All images included in this study were obtained within a single organized breast screening program following the practice guidelines and technical standards for breast imaging required by the Canadian Association of Radiologists (CAR) for breast cancer screening and diagnosis.¹⁴

2.2.

Mammographic Density Assessment

Mammography images were reviewed on a clinical workstation with either 3- or 5-megapixel Barco monitors that are maintained according to CAR quality guidelines and manufacturer specifications. MediCal QAWeb (Barco, Kortrijk, Belgium) is used within the clinical facility to run automated reports that confirm calibration, and any failures are sent to quality control technologists automatically. Additional quality control testing is done using the American Association of Physicists in Medicine TG18 QC phantom to verify luminance response, linearity, and visual performance. All display monitors are DICOM Grayscale Standard Display Function calibrated and maintained at a luminescence between $400 cd / m^{2}$ (minimum) and $420 cd / m^{2}$ (maximum). Lighting conditions for the density assessments were consistent with those used in accredited clinical conditions, and ambient light was held between 25 and 40 Lux. The radiologists were able to pan, zoom, and adjust the window level as desired.
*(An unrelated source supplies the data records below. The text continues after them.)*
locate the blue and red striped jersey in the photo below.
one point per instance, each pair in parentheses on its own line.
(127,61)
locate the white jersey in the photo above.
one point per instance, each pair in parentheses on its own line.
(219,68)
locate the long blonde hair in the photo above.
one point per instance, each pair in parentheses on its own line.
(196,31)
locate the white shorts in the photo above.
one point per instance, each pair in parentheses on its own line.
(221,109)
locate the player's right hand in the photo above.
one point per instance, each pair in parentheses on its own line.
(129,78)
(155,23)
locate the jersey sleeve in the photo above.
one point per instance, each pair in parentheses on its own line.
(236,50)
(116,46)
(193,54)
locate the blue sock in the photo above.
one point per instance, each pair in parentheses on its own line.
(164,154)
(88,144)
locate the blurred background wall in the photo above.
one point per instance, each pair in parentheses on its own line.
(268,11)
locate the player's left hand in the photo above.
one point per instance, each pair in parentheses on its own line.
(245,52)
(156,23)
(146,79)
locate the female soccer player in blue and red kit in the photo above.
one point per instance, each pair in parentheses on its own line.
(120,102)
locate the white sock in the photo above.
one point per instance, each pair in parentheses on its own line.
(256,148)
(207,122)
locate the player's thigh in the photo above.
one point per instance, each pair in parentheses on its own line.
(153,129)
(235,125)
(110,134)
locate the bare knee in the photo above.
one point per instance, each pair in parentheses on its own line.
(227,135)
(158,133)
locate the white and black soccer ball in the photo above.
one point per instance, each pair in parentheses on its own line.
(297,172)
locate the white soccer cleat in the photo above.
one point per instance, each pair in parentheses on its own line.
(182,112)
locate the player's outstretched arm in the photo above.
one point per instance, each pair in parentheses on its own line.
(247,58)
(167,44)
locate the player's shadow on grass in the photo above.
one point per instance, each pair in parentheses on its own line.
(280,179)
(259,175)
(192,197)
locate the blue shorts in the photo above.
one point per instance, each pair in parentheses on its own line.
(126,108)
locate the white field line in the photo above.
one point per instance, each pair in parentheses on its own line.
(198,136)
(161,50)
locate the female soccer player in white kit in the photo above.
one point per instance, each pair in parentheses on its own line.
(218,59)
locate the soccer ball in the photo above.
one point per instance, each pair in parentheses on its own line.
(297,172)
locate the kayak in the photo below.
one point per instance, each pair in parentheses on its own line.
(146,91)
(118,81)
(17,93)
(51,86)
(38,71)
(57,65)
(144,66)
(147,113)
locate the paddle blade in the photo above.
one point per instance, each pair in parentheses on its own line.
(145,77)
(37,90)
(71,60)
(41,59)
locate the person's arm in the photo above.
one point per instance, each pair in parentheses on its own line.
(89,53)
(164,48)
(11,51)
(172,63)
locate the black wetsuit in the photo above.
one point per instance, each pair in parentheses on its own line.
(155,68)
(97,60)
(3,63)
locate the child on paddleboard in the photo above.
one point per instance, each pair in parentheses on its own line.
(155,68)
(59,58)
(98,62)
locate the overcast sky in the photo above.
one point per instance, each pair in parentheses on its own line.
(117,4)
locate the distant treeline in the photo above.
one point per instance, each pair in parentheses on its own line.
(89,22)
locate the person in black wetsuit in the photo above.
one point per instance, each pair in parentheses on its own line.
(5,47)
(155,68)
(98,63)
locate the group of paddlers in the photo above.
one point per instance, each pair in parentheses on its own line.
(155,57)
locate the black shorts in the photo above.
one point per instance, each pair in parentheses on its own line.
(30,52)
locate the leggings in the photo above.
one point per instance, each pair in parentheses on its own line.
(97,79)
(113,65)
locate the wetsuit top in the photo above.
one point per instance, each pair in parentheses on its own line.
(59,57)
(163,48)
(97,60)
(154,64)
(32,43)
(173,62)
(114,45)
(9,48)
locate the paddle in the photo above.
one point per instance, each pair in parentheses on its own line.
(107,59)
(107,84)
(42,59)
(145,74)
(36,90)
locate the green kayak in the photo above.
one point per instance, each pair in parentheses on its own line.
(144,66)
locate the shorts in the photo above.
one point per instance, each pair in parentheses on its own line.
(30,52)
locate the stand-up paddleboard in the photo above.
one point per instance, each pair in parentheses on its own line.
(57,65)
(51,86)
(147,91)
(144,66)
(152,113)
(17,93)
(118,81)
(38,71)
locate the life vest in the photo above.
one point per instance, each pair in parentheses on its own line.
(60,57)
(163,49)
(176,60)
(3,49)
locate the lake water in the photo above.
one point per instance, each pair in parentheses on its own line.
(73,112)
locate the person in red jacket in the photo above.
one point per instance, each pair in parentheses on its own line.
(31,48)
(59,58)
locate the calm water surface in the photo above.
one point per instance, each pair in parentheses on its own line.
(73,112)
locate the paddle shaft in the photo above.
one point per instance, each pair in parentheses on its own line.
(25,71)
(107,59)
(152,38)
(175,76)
Four radiologists each independently reviewed a set of single standard left MLO images from one vendor and visually assessed PD. Two vendor-specific worklists were created. The order of images within each worklist was fixed; however, the order of subjects differed between the two vendor worklists. The worklists could be read in any order, but radiologists were blinded to their previous assessments of PD when reading the second worklist. All four radiologists visually assessed PD for each image in the data set.

2.3.

Statistical Analysis

Vendor- and rater-stratified descriptive statistics were calculated, and box-and-whisker plots were used to visualize the distribution PD assessments. A two-way, type III, mixed model analysis of variance (ANOVA) was performed to determine the effect of vendor and rater on PD assessments where vendor was a fixed effect, and rater and vendor by rater interaction was a random effect. Between-rater agreement of PD assessments within vendors were measured using the intra-class correlation coefficient (ICC) and considered alongside the ANOVA results to determine whether a consensus measure of PD could be used to evaluate the reliability of PD measurements between vendors. Additionally, the bias between raters’ PD assessments was calculated as the absolute value of the mean of the differences in PD assessments for each pair of radiologists and stratified by vendor.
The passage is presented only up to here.